After five years, the combined Polivy and R-CHP treatment maintained progression-free and disease-free survival benefits, aligning with previous three-year data, reinforcing its potential for long-term remission. The latest insights also indicated a slight numerical decrease in lymphoma-related mortality in those treated with Polivy and R-CHP compared to R-CHOP (9.0% vs 11.4%). The safety profiles remain consistent with known liabilities, indicating a secure benefit-risk balance for this treatment.

Insights from a broader cohort, including patients from diverse regions, affirmed comparability with the global intent-to-treat population.

Currently, Polivy with R-CHP is sanctioned for first-line therapeutic use against DLBCL in over 90 nations, spanning the US, EU, UK, Japan, Canada, and China. Roche is actively engaging with global health authorities to extend this regimen to additional patients.

Roche is committed to offering diverse DLBCL treatment options, aligning with patient needs and healthcare system requirements. It is exploring Polivy in combination with innovative compounds, including bispecific antibodies. Ongoing trials include the phase III SUNMO study on the effectiveness and safety of subcutaneous Lunsumio (mosunetuzumab) with intravenous Polivy compared to intravenous MabThera/Rituxan and gemcitabine plus oxaliplatin (R-GemOx) in second-line DLBCL, and the phase III SKYGLO trial, which investigates Polivy with R-CHP and Columvi (glofitamab) against Polivy and R-CHP in initial DLBCL treatment.

The international POLARIX study [NCT03274492] is a phase III randomized, double-blind, placebo-controlled assessment of the efficacy and safety of Polivy (polatuzumab vedotin) with MabThera/Rituxan (rituximab), cyclophosphamide, doxorubicin and prednisone (R-CHP) compared to rituximab, cyclophosphamide, doxorubicin, vincristine and prednisone (R-CHOP) in individuals with untreated diffuse large B-cell lymphoma (DLBCL). Random assignments involved 879 patients receiving either Polivy plus R-CHP or Polivy-less R-CHOP, each for six cycles followed by two cycles of additional rituximab. The primary result measured was progression-free survival (PFS), a meaningful index for patients with untreated DLBCL as it signifies the premier therapeutic goal: reducing the possibility of disease worsening. Overall survival serves as a secondary endpoint in POLARIX.
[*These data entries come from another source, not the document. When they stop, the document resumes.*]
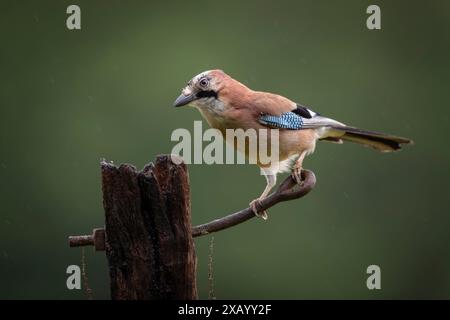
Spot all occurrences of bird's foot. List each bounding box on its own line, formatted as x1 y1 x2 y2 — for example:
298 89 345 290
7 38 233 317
292 167 303 185
250 198 269 220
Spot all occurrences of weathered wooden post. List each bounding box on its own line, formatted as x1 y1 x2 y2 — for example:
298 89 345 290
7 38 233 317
101 156 197 299
69 155 316 300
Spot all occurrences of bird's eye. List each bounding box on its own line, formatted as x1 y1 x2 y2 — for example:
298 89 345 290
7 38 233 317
198 78 209 88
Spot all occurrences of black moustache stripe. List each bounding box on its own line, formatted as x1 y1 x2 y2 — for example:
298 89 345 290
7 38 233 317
197 90 217 99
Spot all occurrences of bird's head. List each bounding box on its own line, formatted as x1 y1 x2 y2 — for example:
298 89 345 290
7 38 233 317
173 70 229 107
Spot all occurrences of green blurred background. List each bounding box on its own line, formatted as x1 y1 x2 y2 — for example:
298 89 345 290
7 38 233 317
0 0 450 299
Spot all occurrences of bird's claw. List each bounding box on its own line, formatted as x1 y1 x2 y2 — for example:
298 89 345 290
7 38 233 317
250 199 269 220
292 167 303 185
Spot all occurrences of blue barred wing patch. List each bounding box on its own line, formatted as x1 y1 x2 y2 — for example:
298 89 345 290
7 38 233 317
259 112 303 130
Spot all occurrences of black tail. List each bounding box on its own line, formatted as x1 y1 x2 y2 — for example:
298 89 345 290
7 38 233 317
326 126 413 152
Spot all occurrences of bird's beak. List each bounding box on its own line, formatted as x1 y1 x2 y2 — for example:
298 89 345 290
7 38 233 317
173 93 197 107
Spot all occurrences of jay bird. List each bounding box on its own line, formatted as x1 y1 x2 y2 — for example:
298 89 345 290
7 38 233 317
174 70 412 219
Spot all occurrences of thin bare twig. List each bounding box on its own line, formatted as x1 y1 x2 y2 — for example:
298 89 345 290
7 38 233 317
69 170 316 245
208 236 216 300
192 170 316 237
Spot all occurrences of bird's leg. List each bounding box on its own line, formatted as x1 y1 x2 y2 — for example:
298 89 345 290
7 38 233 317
292 151 306 184
250 174 277 220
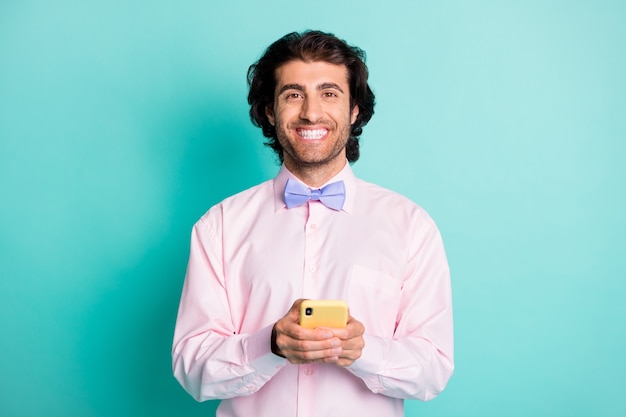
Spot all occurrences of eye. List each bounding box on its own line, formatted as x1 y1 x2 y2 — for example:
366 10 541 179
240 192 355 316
285 92 302 101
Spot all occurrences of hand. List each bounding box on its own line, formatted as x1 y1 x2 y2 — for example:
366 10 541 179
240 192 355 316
272 300 365 366
328 315 365 366
272 299 346 364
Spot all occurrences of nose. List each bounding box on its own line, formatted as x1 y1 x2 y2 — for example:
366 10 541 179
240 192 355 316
300 96 323 123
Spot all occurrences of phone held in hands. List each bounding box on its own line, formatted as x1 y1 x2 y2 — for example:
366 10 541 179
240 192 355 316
300 300 348 329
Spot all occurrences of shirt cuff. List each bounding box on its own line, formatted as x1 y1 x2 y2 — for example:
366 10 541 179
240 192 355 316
243 323 287 376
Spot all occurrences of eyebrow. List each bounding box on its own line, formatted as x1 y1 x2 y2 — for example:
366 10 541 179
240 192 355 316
278 83 343 94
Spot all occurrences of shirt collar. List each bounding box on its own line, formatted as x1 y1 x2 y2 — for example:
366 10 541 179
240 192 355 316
274 161 356 214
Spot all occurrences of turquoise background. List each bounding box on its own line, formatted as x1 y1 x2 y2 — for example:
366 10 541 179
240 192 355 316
0 0 626 417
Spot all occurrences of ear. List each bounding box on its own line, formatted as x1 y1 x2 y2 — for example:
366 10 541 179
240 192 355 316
265 105 276 126
350 104 359 124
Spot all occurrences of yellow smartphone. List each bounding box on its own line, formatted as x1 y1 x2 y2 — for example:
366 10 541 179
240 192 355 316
300 300 348 329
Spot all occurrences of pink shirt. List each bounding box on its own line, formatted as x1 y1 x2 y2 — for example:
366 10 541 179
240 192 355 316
172 164 454 417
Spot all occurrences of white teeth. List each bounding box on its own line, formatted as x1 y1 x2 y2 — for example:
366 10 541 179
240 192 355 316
298 129 328 140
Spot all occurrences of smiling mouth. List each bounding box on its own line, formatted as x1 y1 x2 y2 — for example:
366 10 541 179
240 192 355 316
296 129 328 140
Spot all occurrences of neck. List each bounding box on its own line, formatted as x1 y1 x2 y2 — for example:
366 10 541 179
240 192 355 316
285 159 347 188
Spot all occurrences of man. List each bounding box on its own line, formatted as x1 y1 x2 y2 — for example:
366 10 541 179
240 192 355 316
172 31 453 417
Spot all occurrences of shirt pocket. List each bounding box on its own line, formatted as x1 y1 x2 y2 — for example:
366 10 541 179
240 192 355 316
347 265 402 338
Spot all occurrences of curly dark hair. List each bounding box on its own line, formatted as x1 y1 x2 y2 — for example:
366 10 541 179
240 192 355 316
248 30 375 163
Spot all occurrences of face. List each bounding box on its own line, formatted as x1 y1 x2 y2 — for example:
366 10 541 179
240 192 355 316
267 60 359 175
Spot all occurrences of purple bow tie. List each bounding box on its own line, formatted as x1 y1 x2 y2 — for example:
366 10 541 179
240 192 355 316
285 179 346 210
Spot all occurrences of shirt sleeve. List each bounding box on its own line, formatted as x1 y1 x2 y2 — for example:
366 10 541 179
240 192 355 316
348 211 454 401
172 213 286 401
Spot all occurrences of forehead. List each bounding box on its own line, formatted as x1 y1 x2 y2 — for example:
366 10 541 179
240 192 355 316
275 60 348 89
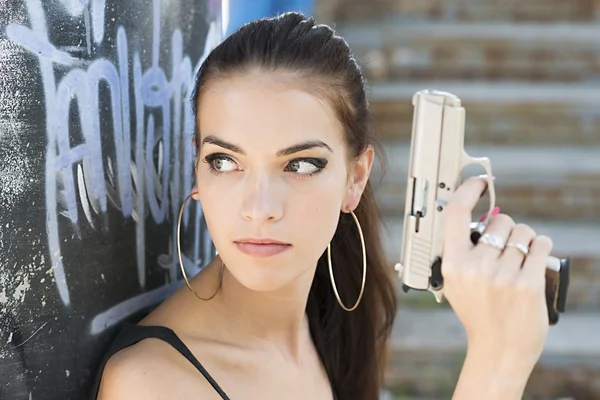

DLBCL is the most prevalent non-Hodgkin lymphoma, representing a third of NHL variants. It is a fast-spreading form of NHL, responsive in initial treatments; however, up to 40% may relapse or develop refractory conditions, limiting treatment options and reducing survival. Exploring superior early-stage treatments offers hope for enhanced long-term patient outcomes, affecting an estimated 160,000 DLBCL diagnoses annually worldwide.

As a pioneering anti-CD79b antibody-drug conjugate (ADC), Polivy holds promise for NHLs with B-cell affinity, specifically targeting these cells and delivering anti-cancer agents while sparing healthy cells. Developed by Roche employing Pfizer ADC technology, Polivy is under investigation for multiple NHL applications.

Roche brings over 25 years of experience in hematological research, drawing upon an extensive portfolio of approved treatments including MabThera/Rituxan, Gazyva/Gazyvaro (obinutuzumab), Polivy, and others, while investing further to innovate patient care in this field. Its research pipeline features various investigational possibilities, offering unique combined regimens aimed at improved patient futures.